My musings are telling me that though we largely interact with people, there is a place in our selves where we really can’t take another person and we’re on our own. And that I discovered that fairly early, maybe in that instance where I wasn’t sure what my mother meant when she and that lady asked me if I’d taken a toy, and so assumed they knew on that level too. Perhaps for the rest of my life I’ve been confused about what truth is at that level and I haven’t really been able to see—because at that time I couldn’t. Because it involved the truth that in that instance my mother hadn’t protected me which maybe my childish mind generalized to other and all situations.

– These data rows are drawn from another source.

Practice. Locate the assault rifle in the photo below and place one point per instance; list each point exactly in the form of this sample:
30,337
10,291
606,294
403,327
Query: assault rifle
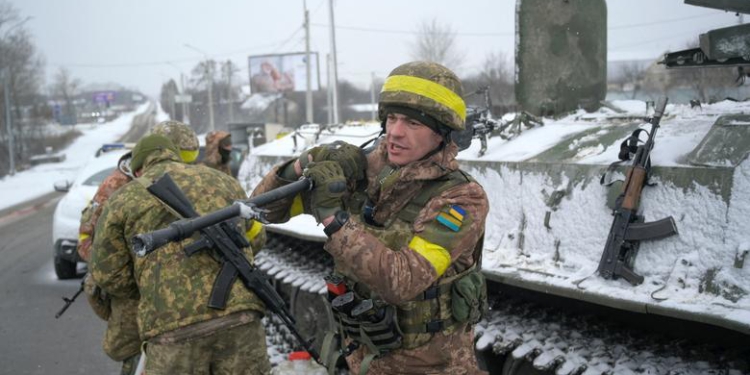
628,227
69,301
219,233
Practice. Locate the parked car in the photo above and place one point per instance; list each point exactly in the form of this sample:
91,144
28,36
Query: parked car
67,217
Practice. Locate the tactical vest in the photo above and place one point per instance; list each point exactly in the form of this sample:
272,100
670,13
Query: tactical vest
430,313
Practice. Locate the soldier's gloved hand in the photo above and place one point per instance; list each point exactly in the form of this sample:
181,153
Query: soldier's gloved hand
329,186
351,158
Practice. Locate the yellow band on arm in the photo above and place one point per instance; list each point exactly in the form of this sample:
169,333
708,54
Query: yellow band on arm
188,156
428,89
255,228
435,254
297,207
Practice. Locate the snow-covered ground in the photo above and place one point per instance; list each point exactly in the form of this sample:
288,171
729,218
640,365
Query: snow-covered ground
39,180
548,221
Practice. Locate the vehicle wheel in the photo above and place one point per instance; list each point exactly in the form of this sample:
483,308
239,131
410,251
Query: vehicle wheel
65,269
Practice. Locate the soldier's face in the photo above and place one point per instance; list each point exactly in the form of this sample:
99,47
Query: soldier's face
408,139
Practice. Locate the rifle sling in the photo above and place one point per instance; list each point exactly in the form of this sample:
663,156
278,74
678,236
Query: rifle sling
228,273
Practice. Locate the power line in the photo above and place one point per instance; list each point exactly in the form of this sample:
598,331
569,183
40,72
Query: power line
190,59
633,25
384,31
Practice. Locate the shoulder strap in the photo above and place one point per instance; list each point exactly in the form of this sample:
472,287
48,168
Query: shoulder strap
432,189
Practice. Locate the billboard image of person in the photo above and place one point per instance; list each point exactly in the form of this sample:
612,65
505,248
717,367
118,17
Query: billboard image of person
280,73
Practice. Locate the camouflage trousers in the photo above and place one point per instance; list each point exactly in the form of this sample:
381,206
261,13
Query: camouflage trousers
238,350
444,354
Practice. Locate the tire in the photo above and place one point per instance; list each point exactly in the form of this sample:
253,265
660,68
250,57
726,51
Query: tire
65,269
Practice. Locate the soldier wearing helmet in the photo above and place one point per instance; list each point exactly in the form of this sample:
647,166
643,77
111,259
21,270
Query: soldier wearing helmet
121,339
182,136
405,228
184,334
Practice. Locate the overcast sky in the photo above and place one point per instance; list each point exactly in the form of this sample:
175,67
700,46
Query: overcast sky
141,43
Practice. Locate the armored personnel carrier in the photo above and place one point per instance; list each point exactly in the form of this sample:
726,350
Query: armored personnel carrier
551,213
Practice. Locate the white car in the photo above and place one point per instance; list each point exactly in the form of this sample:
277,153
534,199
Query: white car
67,217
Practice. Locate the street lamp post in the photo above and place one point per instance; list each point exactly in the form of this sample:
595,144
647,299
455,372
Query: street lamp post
8,124
6,94
210,81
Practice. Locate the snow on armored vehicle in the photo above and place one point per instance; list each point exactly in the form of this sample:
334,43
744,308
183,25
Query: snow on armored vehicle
548,223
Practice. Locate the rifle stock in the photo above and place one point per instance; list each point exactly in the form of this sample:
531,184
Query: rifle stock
223,237
628,228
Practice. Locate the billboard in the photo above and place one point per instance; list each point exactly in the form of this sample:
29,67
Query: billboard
283,72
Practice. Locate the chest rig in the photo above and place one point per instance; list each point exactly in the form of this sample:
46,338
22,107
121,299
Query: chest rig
365,319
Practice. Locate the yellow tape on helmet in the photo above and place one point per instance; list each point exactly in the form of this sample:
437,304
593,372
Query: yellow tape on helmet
188,156
255,228
428,89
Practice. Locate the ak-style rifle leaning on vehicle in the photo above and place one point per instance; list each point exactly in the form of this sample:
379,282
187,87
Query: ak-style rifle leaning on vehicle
628,227
219,232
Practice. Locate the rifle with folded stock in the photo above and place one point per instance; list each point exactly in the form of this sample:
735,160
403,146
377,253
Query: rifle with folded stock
219,232
628,227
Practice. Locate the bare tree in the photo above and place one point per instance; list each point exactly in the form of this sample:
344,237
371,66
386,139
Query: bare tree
436,42
21,75
65,87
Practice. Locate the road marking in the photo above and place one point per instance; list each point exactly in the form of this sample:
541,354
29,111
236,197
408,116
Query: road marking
26,211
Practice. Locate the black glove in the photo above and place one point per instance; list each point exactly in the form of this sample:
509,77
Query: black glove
329,186
351,158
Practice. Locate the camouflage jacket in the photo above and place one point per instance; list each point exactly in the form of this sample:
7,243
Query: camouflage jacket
91,214
211,157
398,275
174,289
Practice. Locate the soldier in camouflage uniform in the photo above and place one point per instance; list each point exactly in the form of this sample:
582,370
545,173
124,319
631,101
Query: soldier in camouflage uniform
183,334
121,340
405,228
218,149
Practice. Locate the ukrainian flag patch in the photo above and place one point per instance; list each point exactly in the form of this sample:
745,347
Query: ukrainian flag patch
453,218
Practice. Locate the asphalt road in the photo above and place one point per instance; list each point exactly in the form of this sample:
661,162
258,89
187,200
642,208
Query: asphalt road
32,341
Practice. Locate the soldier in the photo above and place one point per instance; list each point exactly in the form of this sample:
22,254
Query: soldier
218,149
405,228
182,334
121,340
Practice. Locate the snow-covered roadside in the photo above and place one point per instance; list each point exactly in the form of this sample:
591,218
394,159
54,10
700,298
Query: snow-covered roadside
39,180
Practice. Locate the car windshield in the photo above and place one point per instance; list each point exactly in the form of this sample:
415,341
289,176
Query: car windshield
97,178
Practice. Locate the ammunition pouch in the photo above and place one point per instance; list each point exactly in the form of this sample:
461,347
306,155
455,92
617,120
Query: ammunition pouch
469,298
98,300
377,329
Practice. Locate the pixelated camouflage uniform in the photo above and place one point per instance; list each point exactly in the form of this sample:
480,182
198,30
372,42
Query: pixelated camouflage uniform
212,158
174,289
382,260
121,339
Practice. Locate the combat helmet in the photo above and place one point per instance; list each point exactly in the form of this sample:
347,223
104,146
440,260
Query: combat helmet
424,88
182,136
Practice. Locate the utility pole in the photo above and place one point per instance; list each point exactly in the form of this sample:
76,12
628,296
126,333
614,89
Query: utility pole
210,82
308,94
8,124
334,67
329,92
373,103
229,90
185,115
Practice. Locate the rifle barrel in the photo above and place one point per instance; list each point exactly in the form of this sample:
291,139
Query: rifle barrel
148,242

I suppose that part of what I’d tell myself would be that my mother hadn’t protected me because she knew I was ‘bad’, that even if I hadn’t stolen the toy I might as well have. I suppose I had to believe that I was flawed, because I couldn’t tolerate believing my mother was. Perhaps there is the seed of the self doubt that has been an intimate part of my life for as long as I can remember.So I always lived in fear of that flaw being exposed, and I always had to wait until someone made their truth explicit to me because I couldn’t trust my own judgment about their behavior. And I would choose to think that I was flawed when it came to any question between me and another person.
So perhaps that’s my separation from home, the sense of a flaw between me and mySelf, and the journey home is the examining its origins and the degree to which it’s invested in my life, how it’s affected my life by the way it’s affected how I experience events.